Practical steps to managing transition away from a productivity (wRVU or collections $) based model.
| Level of intervention | Intervention |
|---|---|
| Neonatology Division | ∙ Clear definition of clinical FTE including standard administration/scholarly activity/teaching time given to all academic faculty ∙ Recruitment of adequate faculty to provide support to clinical and non-clinical missions of the division ∙ Accurate reporting of wRVUs excluding “moonlighting” within the division |
| Department of Pediatrics | ∙ Value vs. productivity-based incentives ∙ Budgets for inpatient divisions based on a staffing model (shift or time-based) vs. productivity ($ collections or wRVUs) ∙ Focus on provider wellness and job satisfaction to minimize burnout |
| Academic health center | ∙ Institution of an aligned strategic funds flow system that values the quadripartite mission of clinical, research, teaching, service addressing social determinants of health and promoting diversity, equity and inclusion |
| National organizations | ∙ Organize workshops and discussion sessions on appropriate definitions of clinical FTE that can be adopted by all academic Pediatric departments ∙ Efforts to improve financial literacy among providers ∙ Provide guidelines for reporting accurate benchmarks for productivity and compensation that take into account the academic mission of Pediatric departments |
Examples of behavioral economic principles in Neonatology: pros and cons.

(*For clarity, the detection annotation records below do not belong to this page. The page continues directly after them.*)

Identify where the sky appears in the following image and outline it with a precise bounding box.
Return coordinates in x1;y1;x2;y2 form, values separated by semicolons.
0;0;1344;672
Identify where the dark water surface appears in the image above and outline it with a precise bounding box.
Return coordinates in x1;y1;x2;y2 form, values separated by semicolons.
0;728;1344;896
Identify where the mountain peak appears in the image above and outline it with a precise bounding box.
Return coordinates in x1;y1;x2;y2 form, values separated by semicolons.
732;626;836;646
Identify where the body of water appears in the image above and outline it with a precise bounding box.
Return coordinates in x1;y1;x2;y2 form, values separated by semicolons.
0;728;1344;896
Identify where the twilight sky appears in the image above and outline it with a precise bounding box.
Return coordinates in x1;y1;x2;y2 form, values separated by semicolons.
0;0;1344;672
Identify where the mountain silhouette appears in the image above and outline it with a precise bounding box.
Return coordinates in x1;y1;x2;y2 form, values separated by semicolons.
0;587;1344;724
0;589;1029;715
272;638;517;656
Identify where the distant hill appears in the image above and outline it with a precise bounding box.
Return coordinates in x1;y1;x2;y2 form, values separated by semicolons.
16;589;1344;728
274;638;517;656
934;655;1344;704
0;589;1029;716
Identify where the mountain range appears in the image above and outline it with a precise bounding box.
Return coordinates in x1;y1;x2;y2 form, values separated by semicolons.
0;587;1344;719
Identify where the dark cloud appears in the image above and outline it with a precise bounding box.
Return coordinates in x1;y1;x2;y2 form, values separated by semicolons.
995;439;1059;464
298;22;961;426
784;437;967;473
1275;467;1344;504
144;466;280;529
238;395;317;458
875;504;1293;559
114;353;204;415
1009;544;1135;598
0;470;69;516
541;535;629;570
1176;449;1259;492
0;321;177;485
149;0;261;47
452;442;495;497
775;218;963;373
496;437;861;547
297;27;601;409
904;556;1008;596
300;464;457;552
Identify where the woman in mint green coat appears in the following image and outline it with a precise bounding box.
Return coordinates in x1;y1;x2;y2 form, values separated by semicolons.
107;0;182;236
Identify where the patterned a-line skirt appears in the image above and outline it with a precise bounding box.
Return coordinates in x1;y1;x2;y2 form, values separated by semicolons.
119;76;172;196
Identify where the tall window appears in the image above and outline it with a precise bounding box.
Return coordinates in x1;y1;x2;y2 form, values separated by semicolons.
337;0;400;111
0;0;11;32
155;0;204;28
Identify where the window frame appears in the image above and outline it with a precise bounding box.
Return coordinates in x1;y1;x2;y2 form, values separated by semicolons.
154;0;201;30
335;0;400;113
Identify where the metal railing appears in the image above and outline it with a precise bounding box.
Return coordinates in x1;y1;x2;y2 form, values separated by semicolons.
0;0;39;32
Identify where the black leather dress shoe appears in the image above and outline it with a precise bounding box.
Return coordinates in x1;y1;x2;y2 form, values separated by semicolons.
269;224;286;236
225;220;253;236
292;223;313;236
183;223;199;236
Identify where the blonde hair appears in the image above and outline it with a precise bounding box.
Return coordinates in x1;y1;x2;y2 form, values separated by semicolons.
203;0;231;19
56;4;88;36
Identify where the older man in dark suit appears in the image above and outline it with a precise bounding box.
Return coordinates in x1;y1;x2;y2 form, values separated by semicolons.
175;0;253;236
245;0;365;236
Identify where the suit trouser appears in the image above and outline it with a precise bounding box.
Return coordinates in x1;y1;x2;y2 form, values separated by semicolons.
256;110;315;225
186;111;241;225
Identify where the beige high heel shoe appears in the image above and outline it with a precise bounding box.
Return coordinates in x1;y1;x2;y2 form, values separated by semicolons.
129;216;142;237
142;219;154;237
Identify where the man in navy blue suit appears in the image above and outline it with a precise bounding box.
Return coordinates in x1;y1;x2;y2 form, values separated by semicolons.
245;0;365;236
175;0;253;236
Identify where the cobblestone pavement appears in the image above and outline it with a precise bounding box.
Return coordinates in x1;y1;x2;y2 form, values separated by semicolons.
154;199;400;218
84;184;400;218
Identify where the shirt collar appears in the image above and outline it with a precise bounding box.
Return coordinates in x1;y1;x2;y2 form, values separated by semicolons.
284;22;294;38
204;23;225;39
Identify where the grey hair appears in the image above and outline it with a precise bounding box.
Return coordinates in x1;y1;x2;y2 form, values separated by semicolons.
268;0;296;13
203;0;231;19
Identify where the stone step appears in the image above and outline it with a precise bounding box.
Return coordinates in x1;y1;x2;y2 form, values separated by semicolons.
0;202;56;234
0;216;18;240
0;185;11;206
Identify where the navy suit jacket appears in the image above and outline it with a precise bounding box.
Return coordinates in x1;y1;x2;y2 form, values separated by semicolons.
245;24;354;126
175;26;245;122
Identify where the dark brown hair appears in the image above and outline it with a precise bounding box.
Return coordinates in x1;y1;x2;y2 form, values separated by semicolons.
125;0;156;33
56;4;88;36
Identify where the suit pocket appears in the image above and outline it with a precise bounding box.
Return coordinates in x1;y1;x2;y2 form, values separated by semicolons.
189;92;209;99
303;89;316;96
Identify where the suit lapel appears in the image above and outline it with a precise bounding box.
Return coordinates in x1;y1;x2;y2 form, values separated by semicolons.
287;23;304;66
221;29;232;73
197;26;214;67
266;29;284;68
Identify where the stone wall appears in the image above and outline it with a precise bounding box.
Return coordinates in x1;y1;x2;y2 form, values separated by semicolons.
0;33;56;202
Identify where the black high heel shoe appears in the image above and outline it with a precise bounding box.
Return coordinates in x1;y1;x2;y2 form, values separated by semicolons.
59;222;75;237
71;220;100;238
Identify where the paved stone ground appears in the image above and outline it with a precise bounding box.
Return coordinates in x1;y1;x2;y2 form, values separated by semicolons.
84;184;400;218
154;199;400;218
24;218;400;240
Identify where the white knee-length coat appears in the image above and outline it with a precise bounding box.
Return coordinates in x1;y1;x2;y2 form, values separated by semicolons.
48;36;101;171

| Principle | Example | Pro | Con |
|---|---|---|---|
| Goal gradient (target neither too easy nor too hard) | Incentives for a modest reduction in empiric antibiotic use in the NICU | Gradual promotion of positive behavior with metrics that can be accurately analyzed | Extreme reduction may harm patients Ability to achieve target may depend on patient risk factors beyond the purview of the provider |
| Weber-Fechner law (incentive should be proportional to base) | The magnitude of performance-based bonus is proportional to base salary | Providers will notice and pay attention to targets/goals | Senior providers and Chiefs benefit more than junior providers for the same task |
| Immediacy (incentives paid close to work completion) | Work RVU based productivity bonus paid monthly instead of yearly | Immediate gratification | Increased administrative work Variable pay (withholding a portion of base compensation if metrics are not met in subsequent months) may negatively impact morale |
| Nudging | Incentives to improve documentation and attendance at procedures | Increase divisional revenue | May lead to therapies that are not medically indicated |
| Loss aversion | Withholding a portion of bonus for poor chart completion rate | Penalty is more effective in changing behavior | Negative effect on faculty morale |
| Social ranking | Public display of top performer of the year (highest % of discharge orders by 10 am) | Intrinsic motivation at minimal cost | Providers with consistently low performance may perceive this as social shaming |
Fig. 5Qualities, attributes and skills needed to be a physician leader in Neonatology and Pediatrics.
Traditional attributes (left section) such as being visionary, vigilant (to changes in birth rates, infant demographics and technological advances), financial wisdom, talent acquisition and management need to be combined with humility, adaptability (to challenges such as COVID-19), transparency and communication with respect (right side of the figure) to be an effective leader.